Inmanencia es lo que filma Juan Villegas en Victoria, primer documental del realizador de Sábado, Los suicidas y Ocio. Inmanencia de su protagonista, Victoria Morán, cuyo sueño es poner una tanguería “en la que termine de cocinar y suba al escenario a cantar.” Ese cruce entre la “normalidad” de barrio y una condición de artista nata, que la señora descubrió a los 18 y no dejó de desarrollar de allí en más, es la esencia de su protagonista. Victoria Morán es una música notable, que no sólo canta (tangos, sobre todo, pero también canciones criollas) como los dioses, sino que a la hora de pararse frente a un micrófono sabe todo lo que hay que saber. Villegas filma las condiciones materiales de esa esencia –Victoria rodeada de los suyos, mateando, cocinando, comiendo facturas; Victoria cantando, grabando, dando clases de canto– y busca en los primeros planos la esencia misma. Con un trabajo memorable del hasta aquí desconocido camarógrafo y director de fotografía Felipe Sánchez García, Victoria es una lección definitiva de cómo usar la cámara para relacionarse a fondo con un personaje: con planos fijos, largos, cercanos e inquisitivos, como un cazador que ama hondamente a su presa.
“Sonia presenta un vestido cuyos colores son un homenaje a la bandera de mi país”, anuncia en un desfile el modisto boliviano Guido Fuentes, que no sólo no reniega de su origen sino que lo proclama con un orgullo sereno, que no necesita de énfasis nacionalistas. Orgullo que Fuentes estimula en sus discípulas, resaltando por ejemplo que Sonia es paraguaya. “Estamos todas molidas”, le avisa a su mamá durante un breve tour a Cochabamba, y no termina de saberse si es un fallido u otra muestra de orgullo, en este caso sexual. Elección en la que, como la que tiene que ver con sus orígenes, no necesita andar sacudiendo plumas. Diseñador de modas, Fuentes vive y trabaja en la Villa 31 y de allí son también sus modelos. Incluyendo dos verdaderas protodiosas, que apuntan perfectamente para top models.

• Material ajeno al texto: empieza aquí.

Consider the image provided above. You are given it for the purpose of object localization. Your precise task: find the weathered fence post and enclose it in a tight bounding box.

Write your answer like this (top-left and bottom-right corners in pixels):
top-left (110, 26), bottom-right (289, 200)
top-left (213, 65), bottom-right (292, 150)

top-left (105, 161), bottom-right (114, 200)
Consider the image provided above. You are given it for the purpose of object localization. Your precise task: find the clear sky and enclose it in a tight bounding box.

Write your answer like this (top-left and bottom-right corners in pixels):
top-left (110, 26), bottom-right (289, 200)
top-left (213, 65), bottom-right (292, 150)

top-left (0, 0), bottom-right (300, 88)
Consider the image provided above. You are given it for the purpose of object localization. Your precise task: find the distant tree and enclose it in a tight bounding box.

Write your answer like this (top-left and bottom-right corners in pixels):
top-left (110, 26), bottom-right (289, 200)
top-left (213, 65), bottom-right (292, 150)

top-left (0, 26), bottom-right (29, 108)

¿Mimesis semicolonial de un modelo de chica tilinga? Se diría que para nada: Fuentes tiene muy claro que trabajar de modelo no importa por lo chic, sino como modo de salir de la villa. ¿Salir para ser lo que no son? No, para ser lo que pueden ser. Para tener una vida mejor. ¿Mejor por más burguesa? No, mejor por mejor calidad de vida. Resueltamente empática, la debutante Julieta Sans filma a Guido y sus chicas en su ambiente y en la pasarela, integrando ambos espacios, tal como ellos lo hacen o aspiran a hacerlo. Desbordando valor icónico, el seguimiento inicial de unos tacos altos, que evolucionan con elegancia entre charcos y el asfalto quebrado de la Villa 31 es ejemplar de esa claridad conceptual, acierto visual y compromiso moral de su realizadora.
* Todo el tiempo del mundo se proyectará por última vez hoy a las 16 en el Village Caballito 4. Victoria, hoy a las 21.15 en el Village Recoleta 2 y el jueves a las 22.15 en el Village Caballito 7. Guido Models, el jueves a las 13.20 en el Arte Multiplex Belgrano 1.